Ayrıca Karanıdere Derbendi de Hüseyin Bey’e verilmiştir. Mustafa Paşa merhumun bir diğer oğlu da Süleyman Bey’dir. Bir Hatt-ı Hümayun’da hem Divanlı Köyü’nden ve hemde Süleyman Bey’den şöyle bir bahis vardır: “Bozok Kadısına hüküm ki: Süleyman zîde mecdehu arz-ı hal idüp hâlâ mütevellisi olduğu babası vazir-i a’zam-ı sâbık müteveffa Mustafa Paşa’nın Bozok’ta vaki’ camii kurbinde menzillere mutasarrıf olan bazı kimesneler menzillerinin kârizleri çirkâblarını cami-i merkûme duvarı dibine icra ve ol vechile cami-i şerif duvarına vehn iras idüp zarar-ı şer’ileri olduğun ve babda davasına muvafık fetva-yı şerife verildiğün bildürüp mucince şer’ile görülüp zarar ve taaddileri şer’ile men’ ve def’ olunmak babında emr-i şerifim rica etmeğin fetva-yı şerife mucibince zarar ve taaddileri men olunmak için yazılmıştır.

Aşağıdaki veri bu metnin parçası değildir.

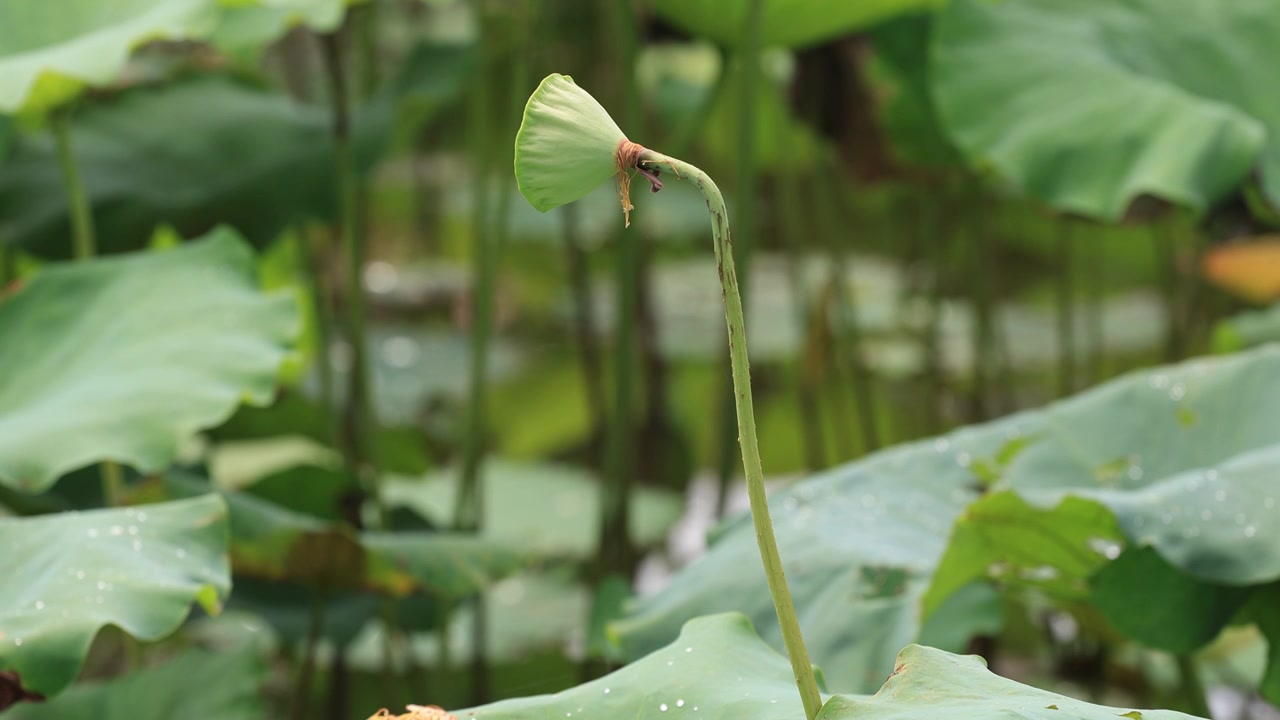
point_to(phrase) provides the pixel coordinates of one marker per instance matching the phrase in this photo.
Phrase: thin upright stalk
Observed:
(750, 447)
(1166, 267)
(85, 246)
(749, 71)
(1065, 306)
(467, 509)
(357, 413)
(470, 501)
(615, 543)
(584, 319)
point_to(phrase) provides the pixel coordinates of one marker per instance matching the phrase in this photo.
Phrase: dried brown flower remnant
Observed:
(416, 712)
(627, 159)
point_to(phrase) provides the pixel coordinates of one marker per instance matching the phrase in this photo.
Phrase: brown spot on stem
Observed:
(627, 158)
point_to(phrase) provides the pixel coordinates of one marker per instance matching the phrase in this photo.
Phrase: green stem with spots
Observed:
(8, 265)
(1192, 687)
(1065, 306)
(750, 446)
(749, 71)
(83, 240)
(357, 411)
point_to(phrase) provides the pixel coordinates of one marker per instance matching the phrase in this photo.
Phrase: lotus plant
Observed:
(568, 145)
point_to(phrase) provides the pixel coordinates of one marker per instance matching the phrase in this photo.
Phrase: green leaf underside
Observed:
(174, 136)
(277, 543)
(1087, 105)
(789, 23)
(223, 686)
(566, 145)
(124, 358)
(48, 50)
(68, 575)
(720, 669)
(1182, 459)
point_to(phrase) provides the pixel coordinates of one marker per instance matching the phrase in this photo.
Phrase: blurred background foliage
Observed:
(437, 446)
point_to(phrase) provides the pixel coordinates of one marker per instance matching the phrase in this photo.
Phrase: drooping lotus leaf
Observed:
(1249, 270)
(565, 499)
(174, 136)
(126, 358)
(199, 683)
(859, 545)
(1087, 105)
(69, 574)
(250, 26)
(718, 668)
(49, 51)
(566, 146)
(791, 23)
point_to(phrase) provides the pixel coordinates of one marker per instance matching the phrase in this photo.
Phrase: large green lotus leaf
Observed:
(1089, 104)
(48, 51)
(784, 22)
(1156, 488)
(176, 141)
(931, 683)
(547, 509)
(126, 358)
(246, 27)
(717, 668)
(566, 145)
(277, 543)
(223, 686)
(67, 575)
(859, 545)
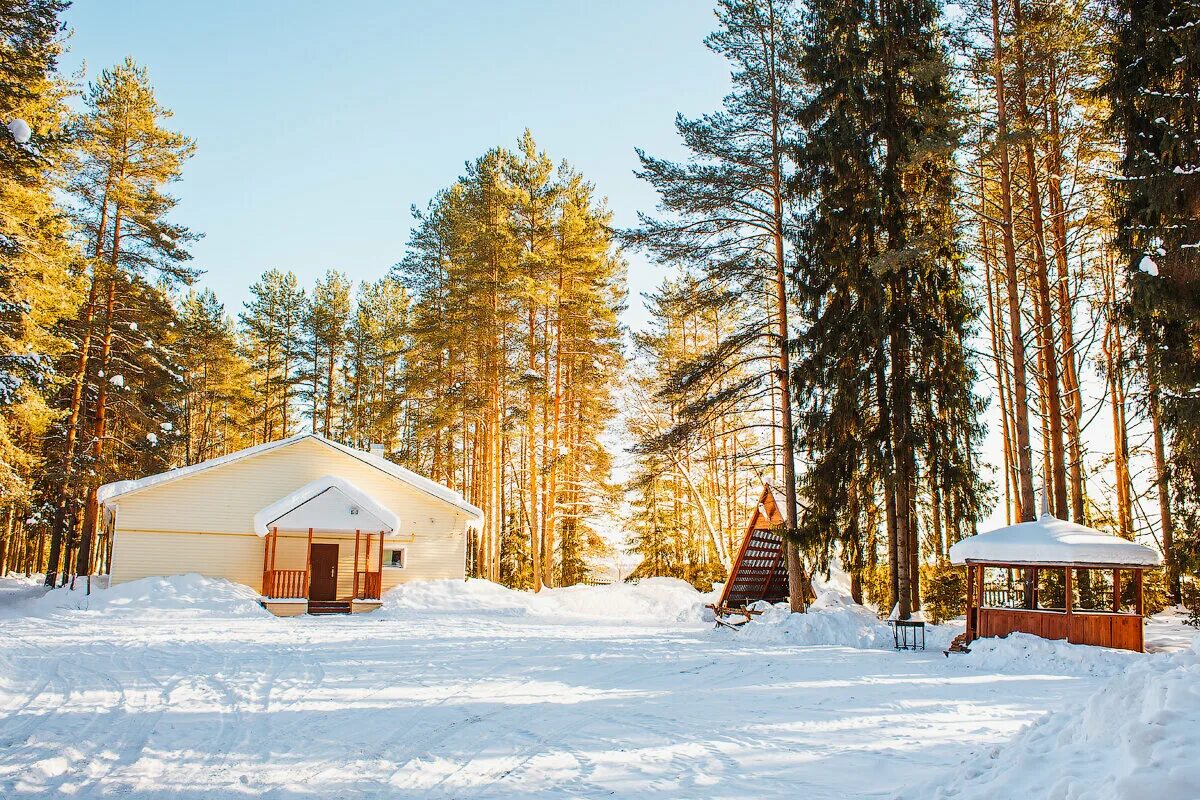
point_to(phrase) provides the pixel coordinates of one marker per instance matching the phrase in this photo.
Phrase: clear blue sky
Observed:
(319, 124)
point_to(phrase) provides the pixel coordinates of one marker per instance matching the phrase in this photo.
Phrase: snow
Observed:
(191, 595)
(652, 600)
(1049, 540)
(329, 503)
(185, 687)
(1135, 738)
(21, 131)
(475, 516)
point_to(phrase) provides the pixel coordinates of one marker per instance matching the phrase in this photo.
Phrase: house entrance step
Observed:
(329, 606)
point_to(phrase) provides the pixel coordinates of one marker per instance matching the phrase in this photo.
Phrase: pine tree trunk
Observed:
(1072, 400)
(1017, 349)
(1057, 476)
(1162, 482)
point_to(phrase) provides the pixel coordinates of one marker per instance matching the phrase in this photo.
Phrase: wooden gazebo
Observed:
(1056, 579)
(324, 512)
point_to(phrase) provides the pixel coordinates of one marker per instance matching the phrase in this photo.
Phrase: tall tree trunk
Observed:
(1042, 281)
(1072, 400)
(1164, 494)
(1017, 348)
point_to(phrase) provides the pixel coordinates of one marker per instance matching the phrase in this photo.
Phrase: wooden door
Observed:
(323, 583)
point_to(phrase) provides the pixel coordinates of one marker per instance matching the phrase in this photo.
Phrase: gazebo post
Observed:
(1137, 588)
(357, 536)
(1069, 583)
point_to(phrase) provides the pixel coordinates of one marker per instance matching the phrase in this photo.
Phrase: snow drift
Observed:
(833, 619)
(1134, 738)
(1025, 653)
(653, 600)
(192, 595)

Evasıt-ı Rebiü’l-evvel 1113.” (Muzaffer Erdoğan, Osmanlı Devrinde Anadolu Camilerinde Restorasyon Faaliyetleri, Yayınlanmamış Belgeler, 80 Belge, Vakıflar Dergisi, S. 7, sayfa. 190.)
Edirne Üç Şerefeli Camii Haziresi’nde medfun Sadrazam Bozoklu Kara Mustafa Paşa da bir manzumesiyle sesleniyor:
Ey gönül sahn-ı çemende leb-i deryâ zevkin
Bir sanemle ide gör kâm alasın dünyadan
Yoksa bir düşleri dür kâmeti serv olmayıcak
Ne biter sahn-ı çemenden ne çıkar deryadan
Sadrazam Paşa’nın bu kıtadan başka nefis bir beyiti daha var ki, bir mısra-ı bercestedir:
Tevbeler ittim ki itmeyim tevbe
Tevbeye tevbe-i nasûh olsun
İşbu gönül nağmesi, Bozok’un has evlâtlarına ait en eski şiirlerdendir. (Ord. Prof. İsmail Hakkı Uzunçarşılı, Osmanlı Tarihi, III, II. Kısım, Ankara 1988, s. 441.)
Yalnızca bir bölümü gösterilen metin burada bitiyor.